Another great lyric poet, he lived circa 556 BC to 468 BC, and his nephew, Bacchylides, was as famous as he. Perhaps best known for his epigrams, one of which is
Ώ ξεϊν΄, άγγέλλειν Λακεδαιμονίοις ότι τήδε
κείμεθα, τοϊς κείνων ΄ρήμασι πειθόμενοι.
Go tell the Spartans, thou who passest by,
That here, obedient to their laws, we lie.
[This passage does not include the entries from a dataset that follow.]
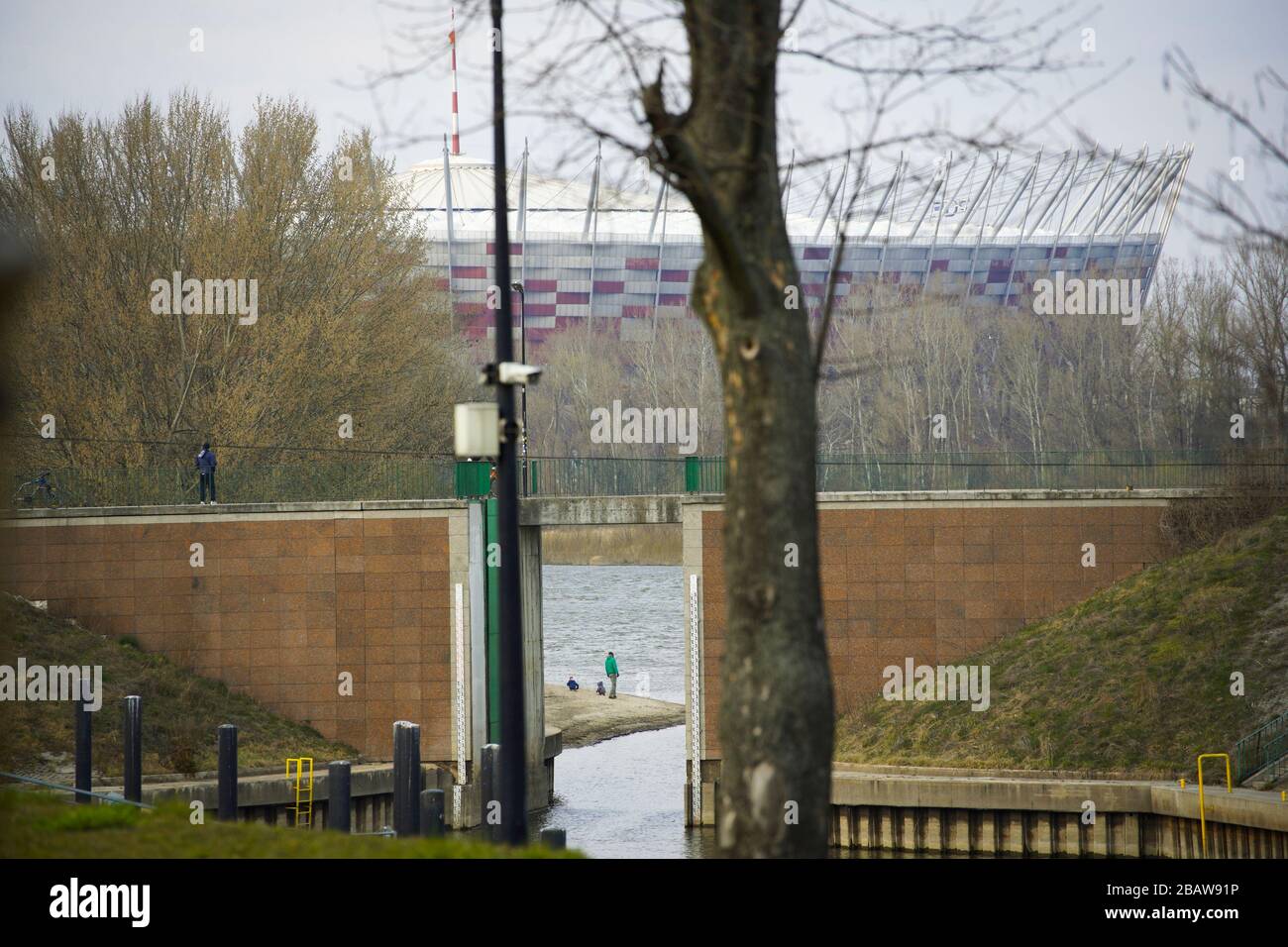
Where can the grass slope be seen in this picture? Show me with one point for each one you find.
(180, 710)
(1134, 678)
(37, 825)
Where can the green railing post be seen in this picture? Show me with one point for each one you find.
(492, 573)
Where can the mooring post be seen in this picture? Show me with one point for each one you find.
(339, 795)
(227, 774)
(489, 781)
(432, 806)
(84, 745)
(134, 749)
(406, 777)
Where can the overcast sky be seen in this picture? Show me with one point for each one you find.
(95, 55)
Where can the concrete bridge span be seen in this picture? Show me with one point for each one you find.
(291, 595)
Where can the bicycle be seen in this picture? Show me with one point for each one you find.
(42, 484)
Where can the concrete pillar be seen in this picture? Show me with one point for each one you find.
(1100, 834)
(988, 840)
(931, 830)
(887, 825)
(1039, 835)
(1128, 843)
(1013, 832)
(957, 835)
(907, 819)
(842, 818)
(533, 668)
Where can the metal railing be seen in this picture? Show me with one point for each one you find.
(102, 796)
(1026, 471)
(407, 476)
(1265, 746)
(364, 476)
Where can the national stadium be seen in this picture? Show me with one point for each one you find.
(980, 230)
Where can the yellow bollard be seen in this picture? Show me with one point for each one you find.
(1229, 788)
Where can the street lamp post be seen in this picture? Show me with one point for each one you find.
(514, 810)
(523, 357)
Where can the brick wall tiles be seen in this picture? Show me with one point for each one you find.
(936, 582)
(278, 609)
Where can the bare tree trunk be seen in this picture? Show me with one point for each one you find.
(776, 709)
Simonides’ life is better known than his work, thanks to the Suda of late antiquity. But he was a flexible and forward thinker, taking into account the tension between the inner man and his external circumstances. His rival, Pindar, who identified closely with the aristocratic world and its heroic ethic, never composed anything as thoughtful as the following words of Simonides, quoted in one of Plato’s dialogues:
“It is difficult for a man to be truly good, four square in hands, in feet and in mind, fashioned without flaw… I shall never throw away my span of life on an empty vain hope in quest of the impossible, the completely blameless man… I commend and love any man who of his own will does nothing shameful, but with necessity not even the gods fight… A man not too helpless suffices for me, one who understands the justice that helps his city, a sound man. I shall not find fault with him, for the generation of fools is numberless. All things are fair in which the base is not mingled.”